De Derbyshire habían llegado unos primos de lady Balderston, y Joseph estaba invitado a cenar con la familia y a acompañarlos después a la ópera.

Todavía no había pedido una cita a Balderston para hablar con él, pero lo haría, tal vez esa noche. Su indecisión para dar el paso ya se le estaba volviendo embarazosa.

Tal vez esa noche intentaría nuevamente cortejar a Portia Hunt. Ella tenía que tener un lado más blando que el que demostró tener durante el trayecto a Vauxhall, y él debía encontrarlo. Sabía que, en general, las damas lo encontraban encantador y atractivo, aunque rara vez aprovechaba eso para coquetear o entregarse a escarceos amorosos. «Rara vez» era la expresión clave. Se sentía incómodo por sus tratos con la señorita Martin. Y, sin embargo, no los sentía como coqueteos ni escarceos amorosos. Detestaba pensar en cómo los sentía.

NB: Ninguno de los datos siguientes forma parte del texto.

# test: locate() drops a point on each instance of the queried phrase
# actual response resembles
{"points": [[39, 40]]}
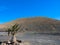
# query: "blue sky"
{"points": [[13, 9]]}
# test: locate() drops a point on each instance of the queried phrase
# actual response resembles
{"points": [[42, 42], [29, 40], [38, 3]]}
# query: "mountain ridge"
{"points": [[37, 24]]}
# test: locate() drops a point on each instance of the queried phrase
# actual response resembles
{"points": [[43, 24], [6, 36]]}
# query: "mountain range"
{"points": [[36, 24]]}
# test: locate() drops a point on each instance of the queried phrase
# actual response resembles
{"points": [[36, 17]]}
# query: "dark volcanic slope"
{"points": [[40, 24]]}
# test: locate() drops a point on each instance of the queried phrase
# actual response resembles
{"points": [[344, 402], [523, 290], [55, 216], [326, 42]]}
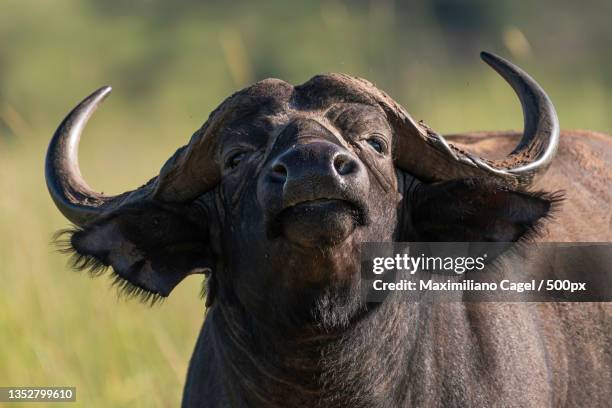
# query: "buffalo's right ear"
{"points": [[150, 246]]}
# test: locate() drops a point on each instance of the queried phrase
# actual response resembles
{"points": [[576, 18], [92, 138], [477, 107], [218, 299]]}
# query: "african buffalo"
{"points": [[271, 198]]}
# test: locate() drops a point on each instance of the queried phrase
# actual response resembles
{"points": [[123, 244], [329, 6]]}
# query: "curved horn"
{"points": [[71, 194], [426, 153]]}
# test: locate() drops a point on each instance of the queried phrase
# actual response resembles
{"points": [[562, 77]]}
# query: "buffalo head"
{"points": [[272, 196]]}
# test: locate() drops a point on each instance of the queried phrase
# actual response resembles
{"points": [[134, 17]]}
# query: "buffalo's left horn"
{"points": [[429, 156], [71, 194]]}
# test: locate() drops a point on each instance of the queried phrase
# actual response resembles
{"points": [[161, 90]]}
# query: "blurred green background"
{"points": [[170, 64]]}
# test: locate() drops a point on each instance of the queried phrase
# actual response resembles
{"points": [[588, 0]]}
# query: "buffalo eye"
{"points": [[376, 143], [234, 160]]}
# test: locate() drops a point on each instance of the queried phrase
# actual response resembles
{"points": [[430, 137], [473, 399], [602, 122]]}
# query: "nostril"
{"points": [[279, 171], [344, 164]]}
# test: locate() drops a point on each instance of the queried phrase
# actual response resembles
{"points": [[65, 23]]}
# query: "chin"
{"points": [[320, 223]]}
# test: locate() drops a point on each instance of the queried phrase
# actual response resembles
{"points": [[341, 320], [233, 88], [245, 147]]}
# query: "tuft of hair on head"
{"points": [[95, 267]]}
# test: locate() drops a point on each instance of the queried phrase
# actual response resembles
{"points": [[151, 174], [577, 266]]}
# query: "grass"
{"points": [[58, 327]]}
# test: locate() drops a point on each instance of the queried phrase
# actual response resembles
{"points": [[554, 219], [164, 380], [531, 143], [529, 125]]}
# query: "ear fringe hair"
{"points": [[95, 268], [555, 200]]}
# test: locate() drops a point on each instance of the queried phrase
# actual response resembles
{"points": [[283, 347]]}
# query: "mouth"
{"points": [[319, 223]]}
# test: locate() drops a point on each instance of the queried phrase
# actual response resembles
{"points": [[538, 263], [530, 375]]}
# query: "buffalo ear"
{"points": [[478, 210], [151, 247]]}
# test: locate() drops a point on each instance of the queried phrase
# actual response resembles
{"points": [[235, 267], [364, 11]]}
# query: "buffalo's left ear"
{"points": [[151, 247], [477, 210]]}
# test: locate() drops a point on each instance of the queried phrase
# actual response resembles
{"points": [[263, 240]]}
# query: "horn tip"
{"points": [[104, 91], [489, 58]]}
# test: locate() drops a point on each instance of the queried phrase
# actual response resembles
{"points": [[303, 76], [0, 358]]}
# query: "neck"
{"points": [[355, 366]]}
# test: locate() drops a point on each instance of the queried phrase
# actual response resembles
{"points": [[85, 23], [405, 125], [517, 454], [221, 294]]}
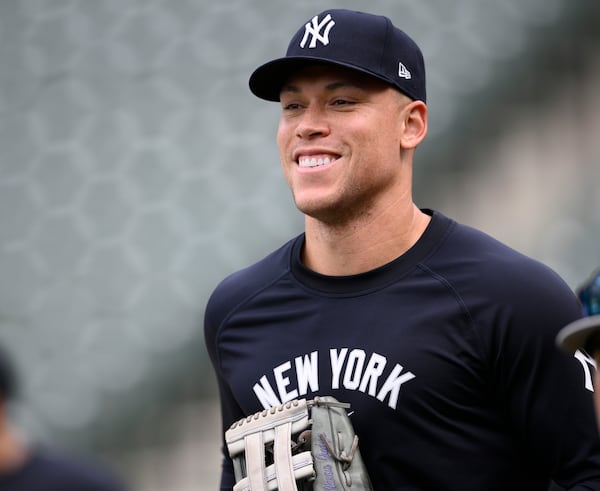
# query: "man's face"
{"points": [[339, 142]]}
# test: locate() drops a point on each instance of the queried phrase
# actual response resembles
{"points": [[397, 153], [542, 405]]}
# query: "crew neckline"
{"points": [[375, 278]]}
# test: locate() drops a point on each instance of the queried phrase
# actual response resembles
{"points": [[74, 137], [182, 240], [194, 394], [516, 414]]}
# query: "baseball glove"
{"points": [[300, 445]]}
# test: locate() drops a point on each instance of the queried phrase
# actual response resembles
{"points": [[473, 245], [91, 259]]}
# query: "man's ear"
{"points": [[415, 124]]}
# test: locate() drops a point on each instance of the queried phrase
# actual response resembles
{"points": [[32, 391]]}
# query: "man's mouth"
{"points": [[316, 160]]}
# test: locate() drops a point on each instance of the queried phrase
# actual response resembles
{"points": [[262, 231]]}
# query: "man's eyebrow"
{"points": [[329, 87]]}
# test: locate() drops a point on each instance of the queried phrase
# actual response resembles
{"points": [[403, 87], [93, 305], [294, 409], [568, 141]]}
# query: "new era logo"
{"points": [[403, 72], [319, 31]]}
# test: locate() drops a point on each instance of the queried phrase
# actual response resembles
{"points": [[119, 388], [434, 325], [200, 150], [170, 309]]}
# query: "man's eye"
{"points": [[291, 106], [341, 102]]}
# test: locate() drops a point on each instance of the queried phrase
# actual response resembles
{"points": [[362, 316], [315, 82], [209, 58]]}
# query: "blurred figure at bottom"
{"points": [[25, 467], [582, 337]]}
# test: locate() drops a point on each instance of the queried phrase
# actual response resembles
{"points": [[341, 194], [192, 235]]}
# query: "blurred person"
{"points": [[582, 337], [30, 467], [440, 337]]}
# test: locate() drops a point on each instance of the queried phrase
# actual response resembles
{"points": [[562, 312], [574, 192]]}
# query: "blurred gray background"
{"points": [[137, 170]]}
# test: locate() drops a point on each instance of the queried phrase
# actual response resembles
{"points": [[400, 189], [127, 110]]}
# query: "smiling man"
{"points": [[440, 337]]}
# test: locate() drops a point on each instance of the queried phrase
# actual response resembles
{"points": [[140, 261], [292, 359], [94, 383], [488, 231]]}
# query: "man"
{"points": [[30, 468], [440, 337], [582, 337]]}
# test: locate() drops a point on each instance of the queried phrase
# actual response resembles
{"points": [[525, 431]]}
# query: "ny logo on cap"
{"points": [[314, 29], [403, 72]]}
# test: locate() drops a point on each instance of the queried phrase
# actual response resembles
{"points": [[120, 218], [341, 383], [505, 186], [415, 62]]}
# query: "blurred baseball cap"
{"points": [[584, 333], [364, 42]]}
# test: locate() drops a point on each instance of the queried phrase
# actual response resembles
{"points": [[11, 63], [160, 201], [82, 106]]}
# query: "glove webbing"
{"points": [[246, 441]]}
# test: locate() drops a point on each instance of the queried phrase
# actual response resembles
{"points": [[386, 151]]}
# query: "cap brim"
{"points": [[268, 79], [575, 335]]}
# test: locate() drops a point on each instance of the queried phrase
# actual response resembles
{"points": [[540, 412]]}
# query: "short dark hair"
{"points": [[8, 379]]}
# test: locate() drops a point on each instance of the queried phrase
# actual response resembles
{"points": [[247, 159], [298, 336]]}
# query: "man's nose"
{"points": [[313, 123]]}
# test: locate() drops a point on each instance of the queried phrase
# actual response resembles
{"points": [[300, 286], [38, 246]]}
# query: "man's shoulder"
{"points": [[470, 256], [241, 284]]}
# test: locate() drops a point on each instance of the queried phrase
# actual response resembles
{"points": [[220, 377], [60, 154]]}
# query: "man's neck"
{"points": [[362, 245]]}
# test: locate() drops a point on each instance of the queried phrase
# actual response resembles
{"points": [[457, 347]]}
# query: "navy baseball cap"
{"points": [[584, 333], [365, 42]]}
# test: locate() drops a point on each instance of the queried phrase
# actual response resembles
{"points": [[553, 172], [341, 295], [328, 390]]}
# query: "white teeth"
{"points": [[314, 162]]}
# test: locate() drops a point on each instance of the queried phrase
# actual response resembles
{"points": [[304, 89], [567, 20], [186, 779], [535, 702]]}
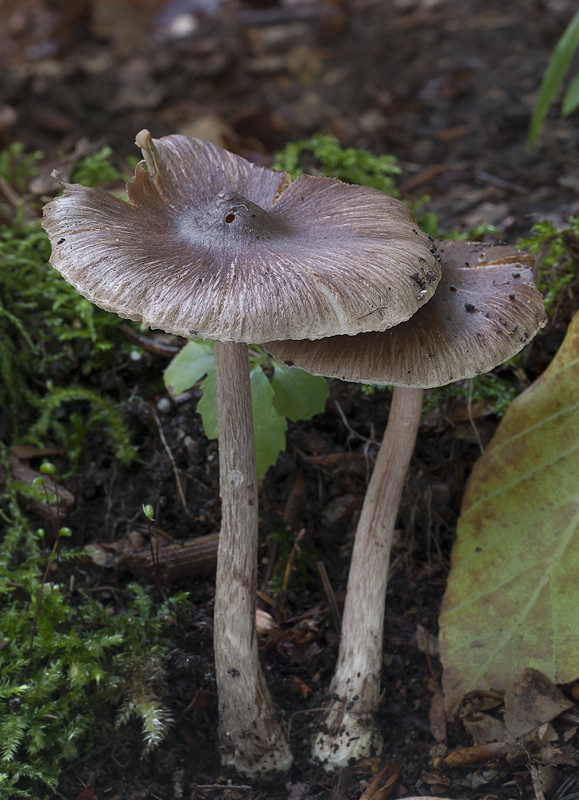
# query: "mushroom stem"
{"points": [[351, 731], [250, 737]]}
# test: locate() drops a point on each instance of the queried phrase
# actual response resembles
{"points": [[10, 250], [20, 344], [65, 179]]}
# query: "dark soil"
{"points": [[448, 89]]}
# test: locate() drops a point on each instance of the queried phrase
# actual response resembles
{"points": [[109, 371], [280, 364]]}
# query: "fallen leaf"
{"points": [[532, 701], [511, 600]]}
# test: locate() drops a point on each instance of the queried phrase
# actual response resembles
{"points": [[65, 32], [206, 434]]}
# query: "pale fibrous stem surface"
{"points": [[351, 731], [250, 737]]}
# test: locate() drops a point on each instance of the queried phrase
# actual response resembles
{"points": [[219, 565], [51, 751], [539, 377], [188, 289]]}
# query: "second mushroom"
{"points": [[485, 309]]}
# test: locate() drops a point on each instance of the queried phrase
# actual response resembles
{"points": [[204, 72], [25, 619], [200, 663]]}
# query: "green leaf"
{"points": [[571, 98], [194, 361], [298, 395], [268, 425], [556, 69], [207, 405], [511, 601]]}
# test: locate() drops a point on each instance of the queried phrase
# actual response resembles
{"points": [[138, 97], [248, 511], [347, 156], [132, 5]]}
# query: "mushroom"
{"points": [[485, 309], [211, 246]]}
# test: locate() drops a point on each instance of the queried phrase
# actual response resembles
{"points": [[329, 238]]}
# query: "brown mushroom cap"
{"points": [[485, 309], [214, 247]]}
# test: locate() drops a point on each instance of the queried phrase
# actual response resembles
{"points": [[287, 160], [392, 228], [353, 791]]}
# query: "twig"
{"points": [[331, 597], [172, 460], [536, 779], [471, 418], [291, 559]]}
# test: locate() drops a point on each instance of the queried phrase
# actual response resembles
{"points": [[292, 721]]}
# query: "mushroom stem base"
{"points": [[351, 731], [250, 737]]}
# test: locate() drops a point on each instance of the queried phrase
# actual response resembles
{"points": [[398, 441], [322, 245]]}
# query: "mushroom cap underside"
{"points": [[212, 246], [485, 309]]}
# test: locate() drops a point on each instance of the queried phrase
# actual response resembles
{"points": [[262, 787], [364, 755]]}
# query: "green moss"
{"points": [[61, 656], [557, 252]]}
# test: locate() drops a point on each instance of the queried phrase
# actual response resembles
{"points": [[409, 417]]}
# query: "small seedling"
{"points": [[557, 68], [290, 394]]}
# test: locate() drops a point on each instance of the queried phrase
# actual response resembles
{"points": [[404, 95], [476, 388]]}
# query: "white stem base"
{"points": [[250, 737], [350, 728]]}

A causa de eso se sintió algo deprimido toda la mañana, mientras combatía en el Salón de Boxeo para Caballeros de Jackson. Cuando esa tarde llegó a la casa de Whitleaf en Grosvenor Square ya estaba resuelto a que todo versara sobre el asunto serio que tenían entre manos. Iba a llevar a la señorita Martin a ver a Lizzie para que le hiciera la propuesta para el verano y la dejara decidir a ella. La intervención de él tenía que ser mínima.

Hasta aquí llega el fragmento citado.